In improvisation, we create these prompts that allow us to be free to fail - you note that we need similar prompts in our daily lives to be our most creative selves.

“All day long, we're supposed to get things right. We're supposed to drive on the correct side of the road and pick up our kids at three and mow the lawn, do one right thing after another. And then somehow magically or mysteriously, there is a time in the day where we have real permission to make mistakes and messes. It's not easy to move from one place to the other. That's why I spend a lot of time with clients on the idea of ceremonial bridges. You have to have a way of moving to this other place where you have genuine really biting deep permission to make mistakes. So that's part of this initiation process: allowing yourself to move from one place to the other.”

And you write about the importance of play and imagination which is kind of drummed out of us as we become older.

“Well, one of the hallmarks of creativity has to do with something we did naturally as kids and then stop doing as adults, and that's being able to connect disparate things. For example, here's a salmon and here's a skyscraper. And a kid will naturally create a salmon shaped skyscraper. As we go through school, we are forced to stop doing that, we have to keep the salmon separate from the skyscrapers at all costs or we won't get the grades we want. So for me, play is that simple thing of making salmon shaped skyscrapers. Again, which is the hallmark of creativity.”

And understanding that the process is the most important thing to focus on, right?

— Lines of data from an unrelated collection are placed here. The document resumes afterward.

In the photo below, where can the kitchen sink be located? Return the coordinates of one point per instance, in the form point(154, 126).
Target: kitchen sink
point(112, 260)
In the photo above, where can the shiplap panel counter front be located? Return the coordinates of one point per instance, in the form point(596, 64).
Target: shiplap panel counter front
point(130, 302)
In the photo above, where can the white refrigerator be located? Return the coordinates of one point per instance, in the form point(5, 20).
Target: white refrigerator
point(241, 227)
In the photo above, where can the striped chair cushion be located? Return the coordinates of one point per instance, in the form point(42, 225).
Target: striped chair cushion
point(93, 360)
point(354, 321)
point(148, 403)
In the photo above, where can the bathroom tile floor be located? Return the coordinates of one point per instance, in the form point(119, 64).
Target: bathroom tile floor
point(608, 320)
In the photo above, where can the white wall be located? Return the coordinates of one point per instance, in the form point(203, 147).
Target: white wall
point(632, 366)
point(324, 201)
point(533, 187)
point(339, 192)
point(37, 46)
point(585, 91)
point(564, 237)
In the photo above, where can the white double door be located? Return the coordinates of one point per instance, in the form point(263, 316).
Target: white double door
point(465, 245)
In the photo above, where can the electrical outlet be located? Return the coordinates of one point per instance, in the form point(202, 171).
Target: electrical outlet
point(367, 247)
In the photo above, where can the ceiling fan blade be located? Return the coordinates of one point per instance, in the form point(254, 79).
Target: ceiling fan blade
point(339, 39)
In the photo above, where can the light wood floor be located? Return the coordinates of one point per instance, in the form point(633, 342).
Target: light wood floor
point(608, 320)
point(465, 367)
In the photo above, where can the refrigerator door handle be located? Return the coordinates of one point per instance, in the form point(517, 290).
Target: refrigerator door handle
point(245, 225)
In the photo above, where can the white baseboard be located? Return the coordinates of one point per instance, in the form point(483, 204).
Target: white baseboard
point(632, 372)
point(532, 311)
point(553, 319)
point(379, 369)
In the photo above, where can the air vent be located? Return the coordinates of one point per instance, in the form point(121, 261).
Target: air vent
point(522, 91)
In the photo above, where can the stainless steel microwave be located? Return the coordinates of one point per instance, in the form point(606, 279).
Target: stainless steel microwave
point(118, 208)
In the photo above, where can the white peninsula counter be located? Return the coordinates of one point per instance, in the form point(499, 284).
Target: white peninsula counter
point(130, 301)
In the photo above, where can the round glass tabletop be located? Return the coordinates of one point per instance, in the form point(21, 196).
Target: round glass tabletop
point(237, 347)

“I'm trying to help people show up without attaching to outcomes. That's one of my main goals as a creativity coach, because if they have the power of outcomes in their mind too much or are too worried about how the thing is going to turn out, it won’t turn out well. And so I have to give them my little lecture about process and how reality is a process and only some things work. Only a percentage of what we do is going to turn out well, only a percentage of even the stuff that works is excellent. So there's a difference between good and excellent, and that the main thing is to show up. And so another way of saying this thing about showing up and not attaching to outcomes is to go there lightly.”